Affido, il punto di vista dei figli

di Carmela Memoli

Molte coppie con figli si aprono all’esperienza dell’affido familiare. La storia di Giulia, che raccontiamo nella rubrica, mette in luce la difficoltà ma anche la ricchezza di avere un fratello o una sorella speciale.

Quando Giulia è arrivata a casa nostra io, avevo 12 anni, era la fine delle vacanze e da poco eravamo tornati dal mare. La mamma come al solito era affaccendata a preparare la cena. All’improvviso lo squillo del telefono interruppe da quel momento la normalità della nostra famiglia.
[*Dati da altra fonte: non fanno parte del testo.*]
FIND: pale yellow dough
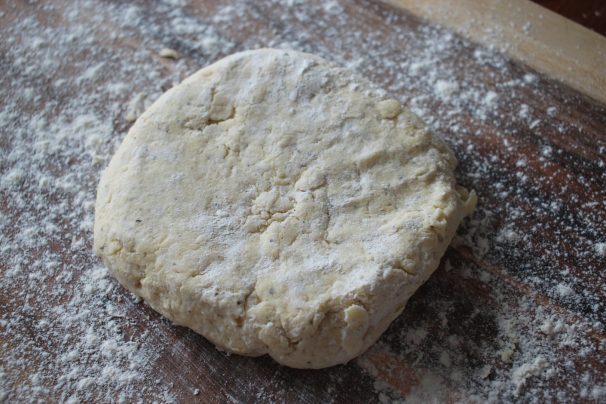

Poco dopo il nostro salotto era un brulichio di voci e parole, i miei fratelli a fare la lotta, mamma e papà che parlavano con Francesca la responsabile del gruppo di famiglie della parrocchia. E seduta sulla poltrona c’era Giulia nei suoi piccolissimi pantaloncini rosa e la sua maglietta delle Winx. Rimasi colpita dal suo sguardo che sembrava cercare qualcosa o qualcuno.

Mi feci forza, mi avvicinai e le chiesi se le andava di sentire le mie nuove suonerie del telefonino, la presi per mano e andammo nella mia cameretta. Da quel giorno diventammo  come sorelle, o meglio è stata la sorella che non ho mai avuto. Giulia si presentò da subito come una creatura fragile, facile a stringere relazioni casuali nel disperato tentativo di colmare i vuoti lasciati dai suoi genitori.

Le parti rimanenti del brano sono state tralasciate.